Petrophysical evaluation of thin laminated sands using SOM

Søren Amdi Christensen – Snr. Project manager & Petrophysicist at WellPerform.
Milad Mohammadi – Petroleum engineer & Data analyst at WellPerform .
Isabell Schretter – Expert geoscience at OMV Norge.
December 2020

From time to time the petrophysical interpreter is faced with the challenge that an evaluation of a reservoir is struggling to deliver credible results owing to the individual layers of the reservoir being thin and beyond the resolution of the petrophysical tools. The tools see a mixed bag of lithologies and fail to detect the individual layers of interest, let alone resolve the petrophysical parameters of same. When the reservoir layers are thin – from 2-3 decimeters and below – the summary of an evaluation is often associated with significant – and in some cases – massive uncertainty.

Example of Self Organising Maps (SOM).
Figure 1.  Example of Self Organising Maps (SOM) based on the spherical map geometry. The large map shows the SOM established from mapping of the three lithologies (shale, silt, sand) we want to predict. Maps of the three input vaiables used are shown also. The “Calibration Weight” map is established when calibrating the trained SOM to the facies data we want to predict. When performing this step we go from an un-superivised to a supervised SOM.
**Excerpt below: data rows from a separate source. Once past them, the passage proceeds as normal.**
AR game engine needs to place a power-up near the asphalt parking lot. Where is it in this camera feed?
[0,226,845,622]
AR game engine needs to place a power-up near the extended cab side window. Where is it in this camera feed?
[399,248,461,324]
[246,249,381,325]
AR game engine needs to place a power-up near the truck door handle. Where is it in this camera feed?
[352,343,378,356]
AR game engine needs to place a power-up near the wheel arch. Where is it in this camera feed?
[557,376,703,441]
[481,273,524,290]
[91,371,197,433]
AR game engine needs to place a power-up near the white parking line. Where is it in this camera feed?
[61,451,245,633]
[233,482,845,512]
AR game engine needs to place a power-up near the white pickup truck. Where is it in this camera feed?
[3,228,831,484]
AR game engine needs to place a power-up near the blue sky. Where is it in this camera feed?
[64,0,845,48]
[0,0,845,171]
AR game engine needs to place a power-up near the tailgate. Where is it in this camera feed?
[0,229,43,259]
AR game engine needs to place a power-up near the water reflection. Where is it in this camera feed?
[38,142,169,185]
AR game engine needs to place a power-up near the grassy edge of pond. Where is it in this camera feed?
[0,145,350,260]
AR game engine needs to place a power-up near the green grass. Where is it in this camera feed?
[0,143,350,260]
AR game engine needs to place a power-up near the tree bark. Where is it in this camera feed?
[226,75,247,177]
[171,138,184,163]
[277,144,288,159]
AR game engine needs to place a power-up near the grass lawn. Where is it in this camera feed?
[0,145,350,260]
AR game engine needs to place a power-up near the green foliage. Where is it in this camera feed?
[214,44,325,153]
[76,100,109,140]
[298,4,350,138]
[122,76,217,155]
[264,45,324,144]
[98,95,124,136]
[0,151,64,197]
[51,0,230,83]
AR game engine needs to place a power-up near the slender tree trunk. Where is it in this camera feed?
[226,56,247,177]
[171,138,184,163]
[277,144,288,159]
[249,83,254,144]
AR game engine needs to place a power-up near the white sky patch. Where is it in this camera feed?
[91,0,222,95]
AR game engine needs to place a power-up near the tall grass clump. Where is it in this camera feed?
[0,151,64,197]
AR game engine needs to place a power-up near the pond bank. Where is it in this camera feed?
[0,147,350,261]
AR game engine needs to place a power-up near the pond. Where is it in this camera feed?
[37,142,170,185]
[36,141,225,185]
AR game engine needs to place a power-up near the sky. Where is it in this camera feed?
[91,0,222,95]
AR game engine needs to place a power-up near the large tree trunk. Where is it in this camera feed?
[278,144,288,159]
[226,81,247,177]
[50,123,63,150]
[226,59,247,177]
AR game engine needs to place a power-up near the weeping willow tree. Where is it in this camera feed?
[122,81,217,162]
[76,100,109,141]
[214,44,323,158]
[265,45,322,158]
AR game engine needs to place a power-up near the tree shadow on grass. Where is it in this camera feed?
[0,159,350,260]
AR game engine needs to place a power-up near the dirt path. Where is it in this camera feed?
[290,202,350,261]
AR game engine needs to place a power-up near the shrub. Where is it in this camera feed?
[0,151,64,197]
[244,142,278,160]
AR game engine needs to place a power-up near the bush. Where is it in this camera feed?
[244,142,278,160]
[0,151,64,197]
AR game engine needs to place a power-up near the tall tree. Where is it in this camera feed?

In a recent deterministic study carried out for OMV Norge it was concluded that the deterministic petrophysical summary simply was not credible. We concluded the evaluation was probably significantly underestimating the volume of sand in the Paleocene deep marine turbiditic fairway system under scrutiny. For that reason, it was decided to undertake an analysis based on the Machine Learning (ML) technique referred to as Self Organising Map (SOM). The outcome is a completely revised understanding of the volume of sand in the reservoir.

This article describes – in brief – the use and outcome of the SOM methodology applied in the evaluation of this highly laminated deep marine turbiditic sand system on the Norwegian Continent Shelf. It is very much a case story and the objective is to convey understanding of the capabilities of this Machine Learning technique when applied correctly to complex thin layered reservoirs.

At WellPerform we us the Interactive Petrophysicsä (IP) package from LR-Senergy for petrophysical interpretation and the work presented here is carried out using IP’s SOM module.

The Self Organising Map (SOM) technology

The Self Organising Map (SOM) methodology uses a mathematical technique to enable data to be organised into groups to produce a map. SOM’s are a form of neural network but are self-trained whereas normal neural networks are trained on a calibration curve. The SOM is subsequently calibrated so it can be used to produce either a discrete curve – in this case a facies curve – or to predict a continuous varying curve like permeability.

The classic SOM is a square map where each node is connected to its neighbours in a square grid. One of the drawbacks of this arrangement is known as the “border effect”. This effect causes nodes along the border of the grid to be more poorly trained compared to nodes in the centre. In order to mitigate and indeed remove this effect a spherical- or toroidal geometry as SOM can be used. IP offers the spherical SOM as well as the classic ones. The sphecical map geometry is used in this study. We plan to investigate the use of the toroidal map geometry also to see how the results compare.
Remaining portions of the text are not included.